When I was a kid we had the CNE, Canadian National Exhibition. It was only a couple of weeks at the end of each summer. During the year we often drove out to Pickering for the giant flea market. That was a weekend thing but as I got older it became less about selling crafts, fresh produce and baking and more about junk shipped over from Asia and other stuff "cheap" in every way. I liked the flea market more than the CNE. My brother and sister loved the games and rides but I toured around with my baby sister. Luckily we are both the types of people who can have fun with small stuff and we made our own fun while the other two were losing their money.

Gerry Mulvenna said...

I loved reading this Ken. We also had a Christmas Bazaar in our parish church hall when I was growing up (in north Belfast).

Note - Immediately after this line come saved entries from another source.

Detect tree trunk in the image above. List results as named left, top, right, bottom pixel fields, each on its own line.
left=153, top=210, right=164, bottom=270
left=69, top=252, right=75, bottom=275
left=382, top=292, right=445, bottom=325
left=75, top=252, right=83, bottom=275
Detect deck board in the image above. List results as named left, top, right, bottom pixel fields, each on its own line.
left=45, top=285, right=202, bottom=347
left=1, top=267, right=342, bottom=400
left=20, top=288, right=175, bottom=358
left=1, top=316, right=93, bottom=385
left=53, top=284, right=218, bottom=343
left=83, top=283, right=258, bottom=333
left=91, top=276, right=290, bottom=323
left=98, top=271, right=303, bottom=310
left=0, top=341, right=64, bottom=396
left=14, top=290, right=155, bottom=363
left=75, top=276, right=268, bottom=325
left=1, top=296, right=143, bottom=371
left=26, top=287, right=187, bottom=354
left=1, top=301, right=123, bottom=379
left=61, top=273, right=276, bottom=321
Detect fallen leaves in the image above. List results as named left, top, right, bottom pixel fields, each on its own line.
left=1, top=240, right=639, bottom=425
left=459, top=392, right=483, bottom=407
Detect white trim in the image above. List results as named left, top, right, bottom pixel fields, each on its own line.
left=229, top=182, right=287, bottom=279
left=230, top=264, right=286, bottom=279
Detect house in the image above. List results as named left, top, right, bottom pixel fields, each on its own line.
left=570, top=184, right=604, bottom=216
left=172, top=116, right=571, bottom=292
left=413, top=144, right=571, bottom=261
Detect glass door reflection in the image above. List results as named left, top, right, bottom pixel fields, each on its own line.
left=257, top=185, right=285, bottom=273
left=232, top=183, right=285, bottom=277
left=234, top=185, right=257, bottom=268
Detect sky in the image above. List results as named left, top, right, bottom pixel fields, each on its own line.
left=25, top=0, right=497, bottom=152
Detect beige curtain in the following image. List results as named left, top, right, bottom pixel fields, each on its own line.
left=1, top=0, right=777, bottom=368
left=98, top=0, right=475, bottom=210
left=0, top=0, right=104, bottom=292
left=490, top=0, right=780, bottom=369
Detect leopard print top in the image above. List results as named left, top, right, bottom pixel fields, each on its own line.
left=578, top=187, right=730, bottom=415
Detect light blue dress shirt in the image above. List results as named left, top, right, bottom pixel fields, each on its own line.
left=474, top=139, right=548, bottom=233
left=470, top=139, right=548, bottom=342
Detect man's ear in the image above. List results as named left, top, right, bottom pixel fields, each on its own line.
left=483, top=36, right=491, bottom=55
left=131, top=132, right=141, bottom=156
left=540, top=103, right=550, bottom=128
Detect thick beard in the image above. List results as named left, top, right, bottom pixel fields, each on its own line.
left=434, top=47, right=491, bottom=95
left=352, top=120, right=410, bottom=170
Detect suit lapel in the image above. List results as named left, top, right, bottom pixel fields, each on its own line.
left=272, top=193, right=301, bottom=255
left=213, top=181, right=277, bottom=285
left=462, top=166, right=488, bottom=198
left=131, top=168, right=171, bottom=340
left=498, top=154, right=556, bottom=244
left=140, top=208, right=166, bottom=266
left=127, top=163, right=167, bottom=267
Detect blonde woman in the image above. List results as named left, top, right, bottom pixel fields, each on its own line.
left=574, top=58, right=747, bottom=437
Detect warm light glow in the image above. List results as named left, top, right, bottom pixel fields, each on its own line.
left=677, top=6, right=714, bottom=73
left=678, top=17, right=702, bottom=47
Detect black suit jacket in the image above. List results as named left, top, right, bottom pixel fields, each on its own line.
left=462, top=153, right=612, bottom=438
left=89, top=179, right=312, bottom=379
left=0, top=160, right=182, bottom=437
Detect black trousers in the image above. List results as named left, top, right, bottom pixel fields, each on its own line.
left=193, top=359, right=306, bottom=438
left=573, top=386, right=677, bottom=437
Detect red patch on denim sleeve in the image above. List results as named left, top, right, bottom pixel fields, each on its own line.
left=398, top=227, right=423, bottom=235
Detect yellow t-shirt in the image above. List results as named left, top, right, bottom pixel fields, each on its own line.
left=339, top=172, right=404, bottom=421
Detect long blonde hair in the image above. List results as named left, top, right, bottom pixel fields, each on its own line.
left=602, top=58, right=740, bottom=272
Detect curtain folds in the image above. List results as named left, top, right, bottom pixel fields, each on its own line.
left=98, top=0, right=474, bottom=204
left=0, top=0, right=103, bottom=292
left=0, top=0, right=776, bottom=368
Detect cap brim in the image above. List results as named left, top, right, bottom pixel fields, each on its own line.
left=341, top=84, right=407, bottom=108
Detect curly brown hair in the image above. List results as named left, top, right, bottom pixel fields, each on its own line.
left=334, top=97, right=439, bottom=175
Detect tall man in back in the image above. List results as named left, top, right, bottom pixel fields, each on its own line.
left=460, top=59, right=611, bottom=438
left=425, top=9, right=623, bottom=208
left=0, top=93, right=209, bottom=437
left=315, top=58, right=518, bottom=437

Large crowds milling around the tombolas, cakes stalls, tea urns and one huge "Ricketty Wheel" on the big stage. Well it seemed huge to me.

I won big-time on the wheel when I was 12. The prize couldn't have been more desireable at the time - a skateboard. A blissful memory.

Just checking with my mum whether it happens at all nowadays...

Gerry Mulvenna said...

My mum has confirmed that our Christmas Bazaar continues unabated.